Em 21 de janeiro de 2026, a TIM (TIMS3) aprovou um novo acordo estratégico com a American Tower (ATC) que consolida, em um único framework, todos os contratos existentes, abrange cerca de 9.000 torres (aprox. 30% da infraestrutura da companhia) e unifica a vigência até 2034. A revisão de cláusulas e regras padroniza condições às práticas atuais de mercado, reduz a carga administrativa e, sobretudo, dá previsibilidade às despesas de arrendamento de sites, elemento central do Plano de Eficiência de Arrendamentos. Ao mesmo tempo, o acordo preserva flexibilidade para projetos futuros, inclusive no modelo MAKE (construção de sites próprios, com ou sem parceiros) e no compartilhamento de infraestrutura, reforçando a ambição de eficiência operacional e evolução sustentável da rede.
O movimento dá continuidade à estratégia asset-light da TIM: ao ancorar a operação em contratos de longo prazo com players especializados, a companhia eleva a previsibilidade de opex de rede, libera capital e acelera a execução em cobertura e qualidade. Essa direção é coerente com o foco em monetização no corporativo e em soluções além da conectividade, evidenciado pela aquisição da V8.Tech e criação da vice‑presidência dedicada ao B2B. Na prática, a TIM conecta densificação de rede (via ATC e MAKE/BUY), oferta de serviços gerenciados e governança de custos, formando um trilho único para sustentar crescimento de ARPU e margens com menor intensidade de capital, ao mesmo tempo em que amplia flexibilidade para implantar sites próprios quando fizer sentido econômico.
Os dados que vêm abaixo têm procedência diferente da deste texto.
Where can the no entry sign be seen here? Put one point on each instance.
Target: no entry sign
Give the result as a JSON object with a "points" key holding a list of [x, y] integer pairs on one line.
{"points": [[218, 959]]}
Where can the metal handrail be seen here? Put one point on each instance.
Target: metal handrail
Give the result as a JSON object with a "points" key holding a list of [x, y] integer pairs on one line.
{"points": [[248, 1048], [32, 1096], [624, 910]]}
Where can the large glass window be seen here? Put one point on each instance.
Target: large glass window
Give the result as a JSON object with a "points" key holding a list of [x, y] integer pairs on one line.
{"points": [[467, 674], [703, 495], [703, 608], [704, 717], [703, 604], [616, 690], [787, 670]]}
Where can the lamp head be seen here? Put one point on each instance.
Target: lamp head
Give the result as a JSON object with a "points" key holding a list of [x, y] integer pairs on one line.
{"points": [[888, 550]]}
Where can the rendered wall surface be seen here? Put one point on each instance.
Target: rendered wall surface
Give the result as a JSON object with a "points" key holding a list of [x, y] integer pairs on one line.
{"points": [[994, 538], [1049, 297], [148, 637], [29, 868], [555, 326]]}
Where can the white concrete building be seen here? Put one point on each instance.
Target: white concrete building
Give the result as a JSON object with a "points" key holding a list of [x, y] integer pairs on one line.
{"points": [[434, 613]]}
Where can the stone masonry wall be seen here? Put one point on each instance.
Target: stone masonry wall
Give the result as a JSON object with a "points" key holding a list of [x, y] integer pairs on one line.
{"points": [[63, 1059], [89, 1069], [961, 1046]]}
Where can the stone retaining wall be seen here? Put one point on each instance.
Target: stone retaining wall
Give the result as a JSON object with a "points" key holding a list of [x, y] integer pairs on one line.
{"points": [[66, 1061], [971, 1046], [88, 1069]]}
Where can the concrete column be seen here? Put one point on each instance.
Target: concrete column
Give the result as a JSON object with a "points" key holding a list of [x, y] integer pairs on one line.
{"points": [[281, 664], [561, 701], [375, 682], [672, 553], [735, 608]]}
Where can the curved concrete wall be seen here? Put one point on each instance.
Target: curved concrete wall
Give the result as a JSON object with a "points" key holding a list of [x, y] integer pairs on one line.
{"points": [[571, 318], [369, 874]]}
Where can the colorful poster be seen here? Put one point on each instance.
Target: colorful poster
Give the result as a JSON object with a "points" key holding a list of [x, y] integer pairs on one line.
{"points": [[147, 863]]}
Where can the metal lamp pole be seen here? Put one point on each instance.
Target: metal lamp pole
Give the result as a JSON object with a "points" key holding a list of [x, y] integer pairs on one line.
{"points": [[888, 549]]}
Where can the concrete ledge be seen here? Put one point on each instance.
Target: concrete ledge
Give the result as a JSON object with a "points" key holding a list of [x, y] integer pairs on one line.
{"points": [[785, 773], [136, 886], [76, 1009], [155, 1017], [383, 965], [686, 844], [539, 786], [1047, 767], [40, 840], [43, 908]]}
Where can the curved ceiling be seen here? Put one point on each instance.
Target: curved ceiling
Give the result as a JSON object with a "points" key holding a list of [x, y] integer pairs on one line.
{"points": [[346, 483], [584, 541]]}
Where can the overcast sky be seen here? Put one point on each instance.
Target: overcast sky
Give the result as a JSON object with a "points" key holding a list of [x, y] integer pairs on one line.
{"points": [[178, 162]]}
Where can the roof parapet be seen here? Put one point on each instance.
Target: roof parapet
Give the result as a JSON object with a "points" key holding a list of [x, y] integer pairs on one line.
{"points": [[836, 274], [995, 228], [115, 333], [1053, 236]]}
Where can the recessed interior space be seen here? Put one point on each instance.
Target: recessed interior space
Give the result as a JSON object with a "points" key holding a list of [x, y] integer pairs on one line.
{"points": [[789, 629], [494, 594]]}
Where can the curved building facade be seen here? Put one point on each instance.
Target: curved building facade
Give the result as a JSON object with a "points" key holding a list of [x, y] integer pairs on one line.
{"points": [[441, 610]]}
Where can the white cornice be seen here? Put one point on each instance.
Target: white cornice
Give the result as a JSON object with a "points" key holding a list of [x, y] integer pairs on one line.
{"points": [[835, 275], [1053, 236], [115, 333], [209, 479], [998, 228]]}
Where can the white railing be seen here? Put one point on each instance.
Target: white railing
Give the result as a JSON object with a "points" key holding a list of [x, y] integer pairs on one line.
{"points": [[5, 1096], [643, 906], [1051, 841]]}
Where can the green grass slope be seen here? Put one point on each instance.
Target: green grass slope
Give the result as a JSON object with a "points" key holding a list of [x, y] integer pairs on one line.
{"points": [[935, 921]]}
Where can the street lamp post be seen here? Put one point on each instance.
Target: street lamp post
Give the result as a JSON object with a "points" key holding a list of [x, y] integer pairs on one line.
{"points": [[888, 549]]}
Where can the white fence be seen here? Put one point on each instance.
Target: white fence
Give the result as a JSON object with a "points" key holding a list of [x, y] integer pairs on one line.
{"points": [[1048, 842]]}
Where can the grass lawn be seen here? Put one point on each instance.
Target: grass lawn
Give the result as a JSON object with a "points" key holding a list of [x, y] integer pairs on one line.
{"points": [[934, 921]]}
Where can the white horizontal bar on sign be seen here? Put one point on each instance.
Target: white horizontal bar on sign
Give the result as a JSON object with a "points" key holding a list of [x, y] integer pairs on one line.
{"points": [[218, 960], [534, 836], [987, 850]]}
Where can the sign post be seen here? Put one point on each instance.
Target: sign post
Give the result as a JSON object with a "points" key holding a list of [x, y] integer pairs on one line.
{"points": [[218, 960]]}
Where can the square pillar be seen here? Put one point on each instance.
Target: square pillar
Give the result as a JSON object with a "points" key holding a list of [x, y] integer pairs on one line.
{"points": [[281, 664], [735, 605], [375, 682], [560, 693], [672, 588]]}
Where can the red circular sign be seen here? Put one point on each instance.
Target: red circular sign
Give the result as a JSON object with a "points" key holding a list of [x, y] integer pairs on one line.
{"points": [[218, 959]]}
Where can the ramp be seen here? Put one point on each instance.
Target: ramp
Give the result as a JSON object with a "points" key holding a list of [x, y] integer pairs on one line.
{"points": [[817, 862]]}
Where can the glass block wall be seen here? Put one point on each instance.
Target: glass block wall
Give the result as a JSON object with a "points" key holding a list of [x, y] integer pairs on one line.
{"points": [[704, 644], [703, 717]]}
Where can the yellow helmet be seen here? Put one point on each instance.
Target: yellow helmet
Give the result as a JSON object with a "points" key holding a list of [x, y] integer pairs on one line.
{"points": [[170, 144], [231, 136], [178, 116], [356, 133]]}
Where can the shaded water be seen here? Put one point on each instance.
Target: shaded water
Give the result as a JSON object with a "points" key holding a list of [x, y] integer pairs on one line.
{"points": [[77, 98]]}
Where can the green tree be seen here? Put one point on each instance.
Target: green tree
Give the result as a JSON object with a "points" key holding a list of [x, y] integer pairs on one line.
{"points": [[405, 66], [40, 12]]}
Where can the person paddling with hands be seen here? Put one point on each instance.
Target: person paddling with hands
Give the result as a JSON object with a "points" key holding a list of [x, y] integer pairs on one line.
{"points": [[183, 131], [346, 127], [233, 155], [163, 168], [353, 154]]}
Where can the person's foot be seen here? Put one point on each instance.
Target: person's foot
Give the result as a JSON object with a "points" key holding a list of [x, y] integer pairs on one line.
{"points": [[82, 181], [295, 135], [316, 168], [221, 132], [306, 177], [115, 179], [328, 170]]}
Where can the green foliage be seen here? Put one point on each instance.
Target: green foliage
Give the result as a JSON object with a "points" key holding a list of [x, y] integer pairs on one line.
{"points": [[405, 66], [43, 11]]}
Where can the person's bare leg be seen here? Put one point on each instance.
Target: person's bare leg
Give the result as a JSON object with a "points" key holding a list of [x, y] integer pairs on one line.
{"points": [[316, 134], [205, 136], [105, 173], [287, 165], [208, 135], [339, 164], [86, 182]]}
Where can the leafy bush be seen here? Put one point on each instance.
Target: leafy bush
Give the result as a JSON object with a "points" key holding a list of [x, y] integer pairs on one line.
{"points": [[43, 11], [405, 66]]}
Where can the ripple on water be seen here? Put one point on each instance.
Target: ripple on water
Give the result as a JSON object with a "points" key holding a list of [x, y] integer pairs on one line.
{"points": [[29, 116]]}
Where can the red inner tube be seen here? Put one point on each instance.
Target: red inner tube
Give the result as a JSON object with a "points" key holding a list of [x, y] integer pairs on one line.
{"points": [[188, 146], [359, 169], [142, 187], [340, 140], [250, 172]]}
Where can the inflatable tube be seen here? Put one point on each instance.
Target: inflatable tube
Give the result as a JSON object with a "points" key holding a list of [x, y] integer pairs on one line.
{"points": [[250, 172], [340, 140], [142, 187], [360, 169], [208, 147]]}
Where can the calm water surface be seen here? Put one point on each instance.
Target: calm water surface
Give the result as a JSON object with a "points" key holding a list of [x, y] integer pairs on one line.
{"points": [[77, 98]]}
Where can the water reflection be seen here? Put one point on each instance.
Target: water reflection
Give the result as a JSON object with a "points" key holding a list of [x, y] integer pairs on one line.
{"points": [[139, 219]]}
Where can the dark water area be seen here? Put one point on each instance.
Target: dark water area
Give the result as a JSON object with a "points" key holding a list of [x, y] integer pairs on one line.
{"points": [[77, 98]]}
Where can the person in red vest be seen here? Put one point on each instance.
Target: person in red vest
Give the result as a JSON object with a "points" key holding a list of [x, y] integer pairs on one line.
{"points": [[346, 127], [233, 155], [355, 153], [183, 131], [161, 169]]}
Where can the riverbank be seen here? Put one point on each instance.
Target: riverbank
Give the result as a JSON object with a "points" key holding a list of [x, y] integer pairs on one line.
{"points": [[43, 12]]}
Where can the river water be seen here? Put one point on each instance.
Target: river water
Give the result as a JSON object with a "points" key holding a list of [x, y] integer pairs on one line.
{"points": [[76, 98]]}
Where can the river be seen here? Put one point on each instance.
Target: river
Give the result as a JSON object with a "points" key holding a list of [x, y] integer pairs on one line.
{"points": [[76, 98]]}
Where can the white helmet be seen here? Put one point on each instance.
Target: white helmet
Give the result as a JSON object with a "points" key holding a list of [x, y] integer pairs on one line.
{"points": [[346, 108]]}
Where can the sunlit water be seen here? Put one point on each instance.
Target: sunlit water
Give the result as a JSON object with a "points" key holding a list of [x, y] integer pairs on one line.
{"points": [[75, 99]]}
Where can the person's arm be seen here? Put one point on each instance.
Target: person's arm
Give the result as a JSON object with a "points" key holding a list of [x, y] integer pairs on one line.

Do ponto de vista financeiro, a unificação contratual até 2034 reduz volatilidade de despesas de arrendamento, diminui fricções operacionais e facilita o planejamento de caixa, elementos que suportam o Plano 2025–2027 e a previsibilidade de remuneração ao acionista. Essa engrenagem dialoga com os proventos aprovados em 16 de dezembro de 2025, quando a companhia explicitou a coordenação entre geração de caixa, capex seletivo e contratos de infraestrutura de longo prazo. Ao casar eficiência em leases com visibilidade de opex, a TIM fortalece o cumprimento de metas, preserva a saúde do balanço e mantém espaço para iniciativas de expansão e modernização da rede sem pressionar alavancagem.
No eixo de governança, a decisão também reforça a disciplina de capital e a simplificação administrativa que a empresa vem perseguindo. O desenho contratual mais limpo e a previsibilidade de despesas caminham na mesma direção do cancelamento de 28,7 milhões de ações em tesouraria, que priorizou métricas por ação e sinalizou rigor na alocação entre crescimento e distribuição. Em conjunto, os marcos mostram um padrão: contratos de infraestrutura mais eficientes, foco em valor por ação e execução de um playbook asset‑light que reduz risco operacional, melhora a conversão de resultados em caixa e sustenta um ciclo de investimentos e proventos mais estável ao longo do Plano 2025–2034.